Hasilnya, PBB P2 untuk properti di Jalan dr Wahidin Sudiro Husodo turun dari Rp 2.314.768 menjadi Rp 641.256. Untuk tanah di Dusun Ngesong VI, tagihan berkurang dari Rp 1.166.209 menjadi Rp 186.503.
“Sudah diberikan keringanan. Sebelumnya Rp 3,5 juta, sekarang jadi Rp 800.000 untuk tahun 2025. Tidak sulit, cuma 10 menit. Tahun 2024 belum, masih diurus,” kata Cintya.
Keputusan warga untuk tidak berdemo juga dipengaruhi oleh efektivitas tim penanganan keberatan. Masyarakat merasa jalur administratif ini memberi hasil konkret tanpa harus mengorbankan waktu dan tenaga di jalan.
PAD Jombang Terdongkrak Kenaikan PBB
Data Bapenda Jombang mencatat realisasi Pendapatan Asli Daerah (PAD) dari PBB P2 pada 2023 sebesar Rp 42,92 miliar atau 99% dari target. Tahun 2024, angka ini melonjak 92% menjadi Rp 51,61 miliar dari target Rp 56,07 miliar.
Kenaikan PAD pada 2024 mencapai Rp 8,69 miliar dibanding tahun sebelumnya. Hingga Agustus 2025, realisasi PAD dari PBB P2 sudah 89% dari target Rp 59,23 miliar, atau senilai Rp 52,88 miliar.
Lonjakan ini belum final, mengingat masih ada empat bulan tersisa hingga akhir tahun. Kenaikan tajam ini diakui Hartono sebagai efek langsung dari kebijakan penyesuaian tarif pajak sejak 2024. “Jelas ada pengaruh karena ada kenaikan (pendapatan daerah),” ujarnya.
Meski menuai kritik, kebijakan ini secara nyata meningkatkan pendapatan daerah, yang diharapkan dapat dialokasikan untuk pembangunan dan layanan publik di Jombang.

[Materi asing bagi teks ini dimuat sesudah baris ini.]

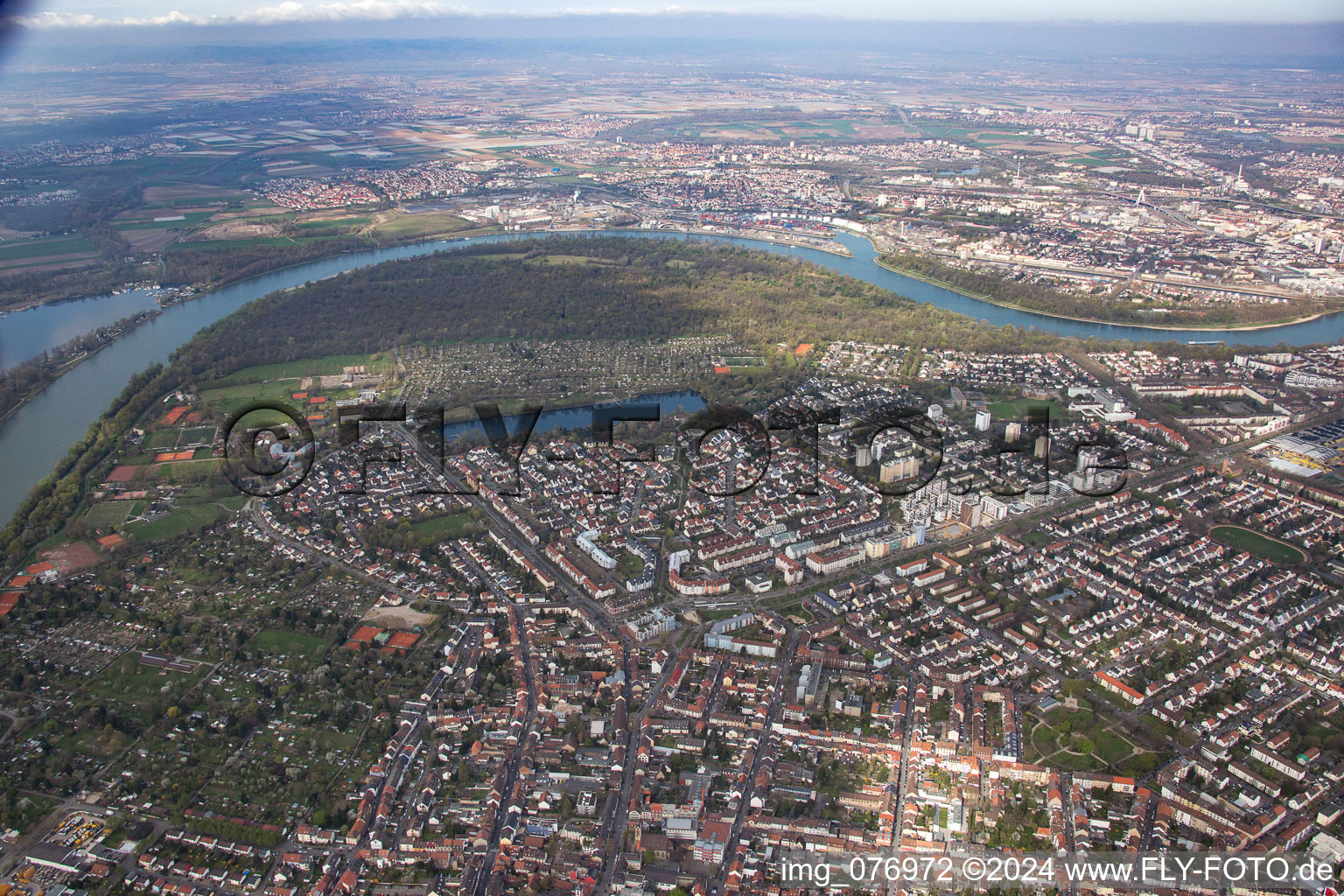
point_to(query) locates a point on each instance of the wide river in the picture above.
(39, 434)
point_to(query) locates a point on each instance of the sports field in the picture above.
(1256, 544)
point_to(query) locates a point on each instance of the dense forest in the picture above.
(641, 289)
(54, 499)
(1042, 298)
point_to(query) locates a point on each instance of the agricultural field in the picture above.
(396, 226)
(175, 522)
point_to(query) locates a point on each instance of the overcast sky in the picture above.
(150, 12)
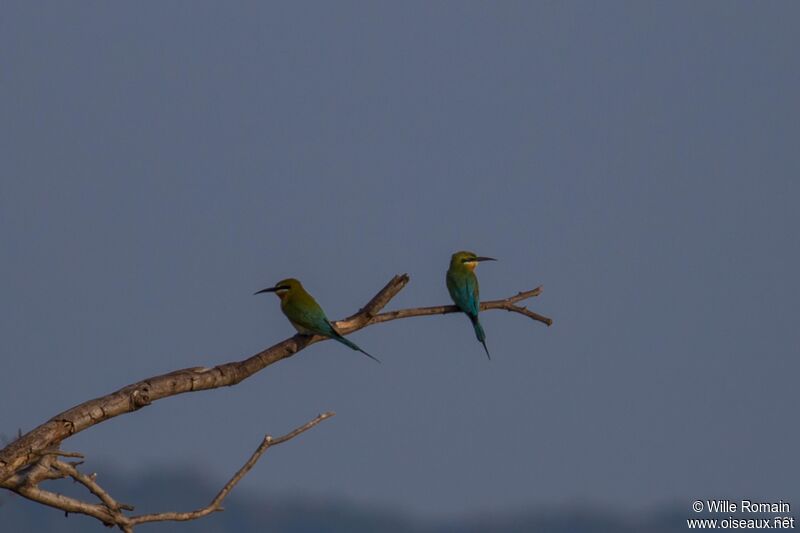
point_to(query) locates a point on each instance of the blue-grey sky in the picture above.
(159, 162)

Bagi pemerintah, tantangan berikutnya adalah menjaga keseimbangan antara target PAD dengan kemampuan bayar masyarakat. Keringanan tetap dibutuhkan agar beban pajak tidak memicu gejolak sosial.

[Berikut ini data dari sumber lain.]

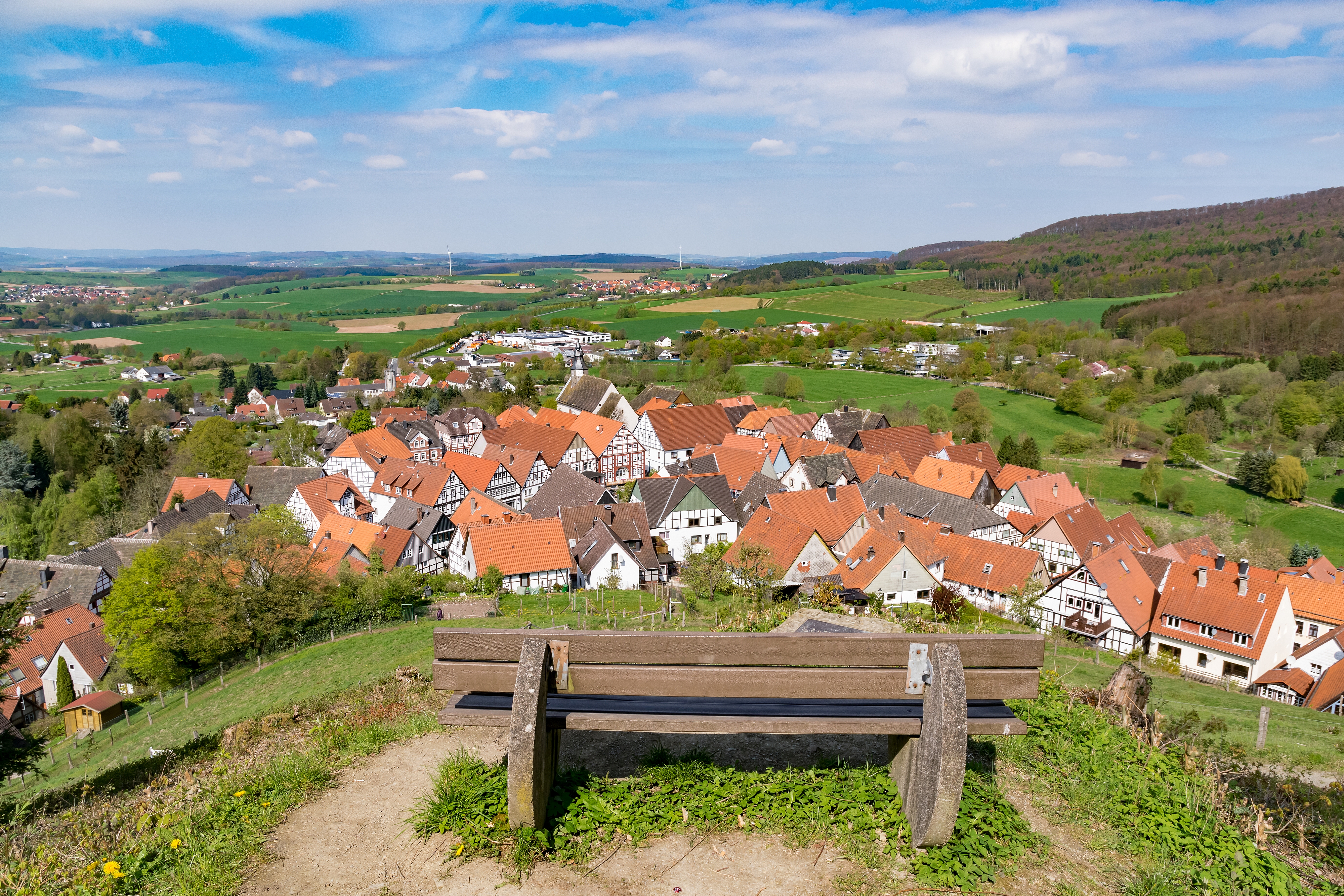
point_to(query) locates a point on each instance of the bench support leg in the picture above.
(533, 752)
(931, 769)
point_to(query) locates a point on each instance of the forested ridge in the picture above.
(1275, 248)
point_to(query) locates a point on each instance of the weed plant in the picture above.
(857, 809)
(1151, 801)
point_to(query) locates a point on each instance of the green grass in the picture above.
(1209, 492)
(1013, 414)
(226, 338)
(1069, 311)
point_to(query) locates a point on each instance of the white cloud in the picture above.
(61, 193)
(308, 183)
(1206, 159)
(290, 139)
(509, 127)
(106, 147)
(768, 147)
(1276, 35)
(1092, 160)
(385, 163)
(532, 152)
(720, 80)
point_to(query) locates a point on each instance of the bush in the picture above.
(1073, 442)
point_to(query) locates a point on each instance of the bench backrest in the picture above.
(713, 664)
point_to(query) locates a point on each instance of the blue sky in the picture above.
(722, 128)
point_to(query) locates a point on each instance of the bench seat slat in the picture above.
(743, 648)
(733, 682)
(718, 717)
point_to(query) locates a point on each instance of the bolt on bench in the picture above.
(925, 692)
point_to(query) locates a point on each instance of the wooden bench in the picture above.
(925, 692)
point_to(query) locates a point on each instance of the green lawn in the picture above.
(1209, 492)
(226, 338)
(1073, 309)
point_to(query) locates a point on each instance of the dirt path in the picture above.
(354, 839)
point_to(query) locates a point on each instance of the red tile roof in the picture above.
(530, 546)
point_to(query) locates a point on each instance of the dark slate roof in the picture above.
(194, 511)
(662, 495)
(607, 523)
(587, 393)
(464, 414)
(749, 499)
(846, 424)
(650, 393)
(829, 469)
(71, 584)
(276, 484)
(110, 555)
(963, 515)
(420, 519)
(566, 488)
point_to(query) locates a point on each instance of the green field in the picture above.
(1013, 414)
(1073, 309)
(226, 338)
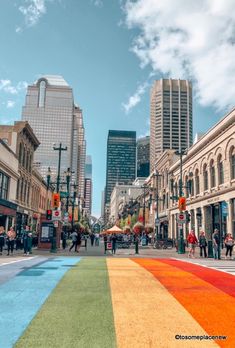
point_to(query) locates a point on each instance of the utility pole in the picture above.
(60, 149)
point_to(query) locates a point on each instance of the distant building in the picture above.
(121, 160)
(50, 110)
(143, 157)
(171, 124)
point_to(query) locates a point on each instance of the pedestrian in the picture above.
(92, 236)
(202, 243)
(97, 239)
(192, 240)
(105, 243)
(79, 242)
(216, 242)
(229, 243)
(74, 237)
(11, 235)
(114, 243)
(25, 237)
(2, 238)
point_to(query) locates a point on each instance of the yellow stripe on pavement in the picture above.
(146, 315)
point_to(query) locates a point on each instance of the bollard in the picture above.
(137, 246)
(210, 249)
(30, 239)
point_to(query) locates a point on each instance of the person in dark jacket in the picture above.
(202, 243)
(2, 238)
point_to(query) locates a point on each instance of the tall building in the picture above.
(50, 110)
(121, 160)
(171, 124)
(143, 157)
(88, 185)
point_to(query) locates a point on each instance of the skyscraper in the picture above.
(121, 160)
(143, 157)
(171, 117)
(50, 110)
(88, 185)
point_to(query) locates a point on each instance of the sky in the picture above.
(110, 52)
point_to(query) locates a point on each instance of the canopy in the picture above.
(114, 229)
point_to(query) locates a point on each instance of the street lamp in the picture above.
(68, 178)
(181, 248)
(73, 203)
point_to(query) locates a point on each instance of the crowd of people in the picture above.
(203, 244)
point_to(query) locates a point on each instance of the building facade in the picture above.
(170, 117)
(143, 157)
(121, 160)
(208, 178)
(8, 185)
(50, 110)
(23, 142)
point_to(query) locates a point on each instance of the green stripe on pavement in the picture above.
(78, 313)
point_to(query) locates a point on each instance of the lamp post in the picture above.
(73, 203)
(68, 178)
(181, 247)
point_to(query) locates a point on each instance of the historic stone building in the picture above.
(208, 173)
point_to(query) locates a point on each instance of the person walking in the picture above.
(114, 243)
(92, 236)
(202, 243)
(2, 238)
(74, 237)
(229, 243)
(216, 242)
(192, 240)
(79, 242)
(11, 236)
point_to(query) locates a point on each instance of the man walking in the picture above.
(74, 237)
(216, 244)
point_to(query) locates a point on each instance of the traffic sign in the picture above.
(56, 215)
(181, 217)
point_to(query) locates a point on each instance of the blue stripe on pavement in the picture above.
(22, 296)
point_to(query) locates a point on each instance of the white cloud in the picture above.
(98, 3)
(7, 87)
(135, 98)
(10, 104)
(188, 39)
(32, 11)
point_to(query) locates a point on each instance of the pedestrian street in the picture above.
(91, 302)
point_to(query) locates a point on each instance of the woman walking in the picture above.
(2, 238)
(202, 243)
(11, 236)
(192, 240)
(229, 243)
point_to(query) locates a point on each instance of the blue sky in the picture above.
(110, 52)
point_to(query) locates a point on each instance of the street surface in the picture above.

Kenaikan PBB di Jombang hingga 1.202% menjadi fenomena unik karena tidak diikuti aksi unjuk rasa massal.
Masyarakat memilih jalur keberatan resmi yang difasilitasi Bapenda, terbukti memberi hasil nyata.

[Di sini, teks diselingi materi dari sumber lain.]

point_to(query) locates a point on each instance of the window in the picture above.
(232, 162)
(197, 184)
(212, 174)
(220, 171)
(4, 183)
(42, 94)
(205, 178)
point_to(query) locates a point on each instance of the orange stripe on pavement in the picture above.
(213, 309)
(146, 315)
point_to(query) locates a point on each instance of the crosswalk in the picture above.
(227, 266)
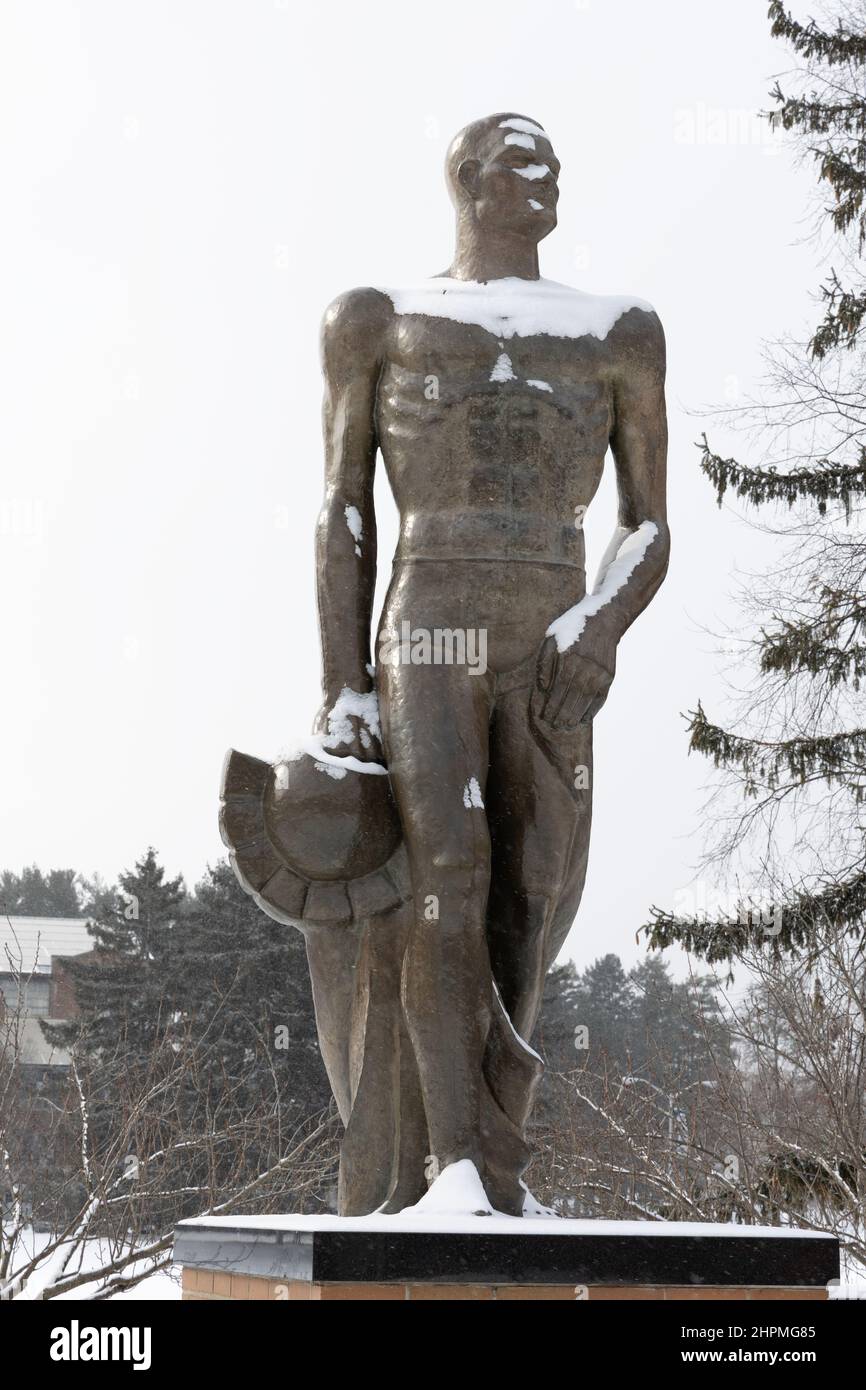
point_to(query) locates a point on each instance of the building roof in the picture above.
(29, 943)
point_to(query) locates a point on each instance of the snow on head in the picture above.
(533, 171)
(356, 526)
(630, 552)
(526, 142)
(512, 306)
(516, 123)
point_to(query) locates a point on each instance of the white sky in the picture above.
(186, 186)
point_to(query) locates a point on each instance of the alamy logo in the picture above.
(435, 647)
(77, 1343)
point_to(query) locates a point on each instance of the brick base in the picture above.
(206, 1285)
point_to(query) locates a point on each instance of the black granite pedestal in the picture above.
(396, 1258)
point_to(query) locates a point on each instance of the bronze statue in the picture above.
(435, 898)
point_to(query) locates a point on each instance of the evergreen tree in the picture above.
(36, 894)
(798, 745)
(125, 988)
(243, 988)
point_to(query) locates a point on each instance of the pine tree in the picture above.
(798, 751)
(243, 987)
(124, 988)
(36, 894)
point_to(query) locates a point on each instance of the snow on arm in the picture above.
(356, 526)
(630, 549)
(471, 795)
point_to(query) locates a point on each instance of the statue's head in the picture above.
(502, 173)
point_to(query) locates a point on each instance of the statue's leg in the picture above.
(435, 723)
(540, 809)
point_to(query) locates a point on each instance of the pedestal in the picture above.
(492, 1258)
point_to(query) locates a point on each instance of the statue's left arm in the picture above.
(577, 660)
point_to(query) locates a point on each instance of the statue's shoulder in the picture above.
(634, 324)
(608, 317)
(357, 313)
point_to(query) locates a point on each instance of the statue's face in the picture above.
(513, 182)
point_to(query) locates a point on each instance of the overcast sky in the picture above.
(186, 186)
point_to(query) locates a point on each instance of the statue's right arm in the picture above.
(352, 350)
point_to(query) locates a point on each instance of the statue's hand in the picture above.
(348, 736)
(572, 685)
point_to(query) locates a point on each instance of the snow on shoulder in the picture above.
(512, 307)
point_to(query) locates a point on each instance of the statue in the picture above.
(431, 837)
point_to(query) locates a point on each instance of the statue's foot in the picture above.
(456, 1191)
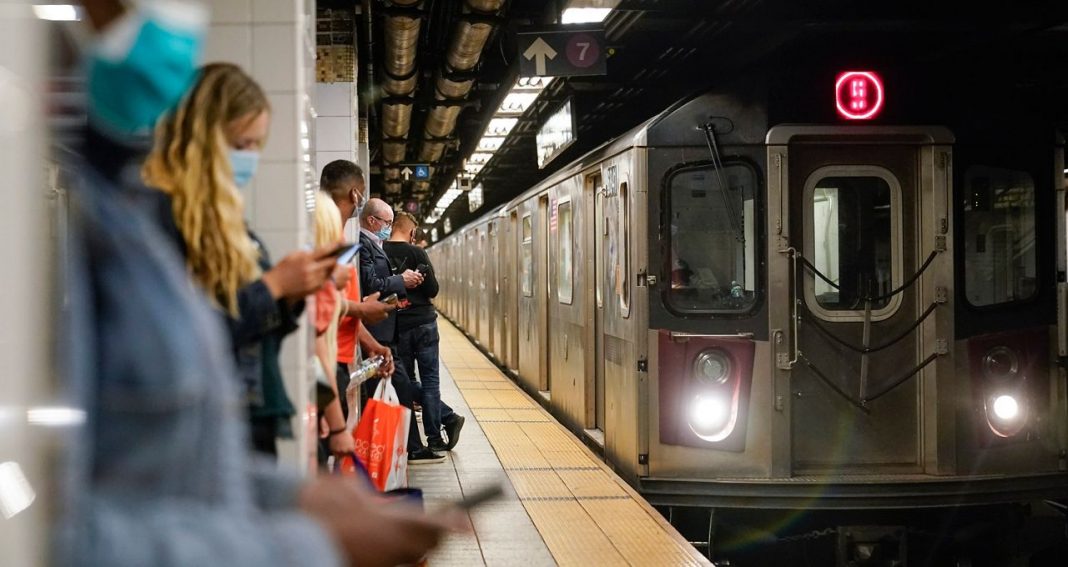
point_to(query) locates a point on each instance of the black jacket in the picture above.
(420, 309)
(376, 274)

Pemkab Jombang memanfaatkan lonjakan ini untuk meningkatkan PAD secara signifikan.
Efektivitas tim pengaduan menjadi kunci terjaganya stabilitas sosial di tengah kenaikan pajak.
Ke depan, keseimbangan antara pendapatan daerah dan kemampuan bayar warga tetap krusial.
Pemerintah sebaiknya rutin melakukan evaluasi tarif PBB berdasarkan kondisi ekonomi warga.
Mekanisme keringanan perlu disosialisasikan lebih luas agar semua lapisan masyarakat terbantu.
Transparansi penggunaan PAD dari PBB penting untuk menjaga kepercayaan publik.
Keterlibatan masyarakat dalam perencanaan pajak bisa menjadi solusi jangka panjang.
Penguatan pelayanan Bapenda akan memastikan penanganan keberatan berjalan cepat dan adil.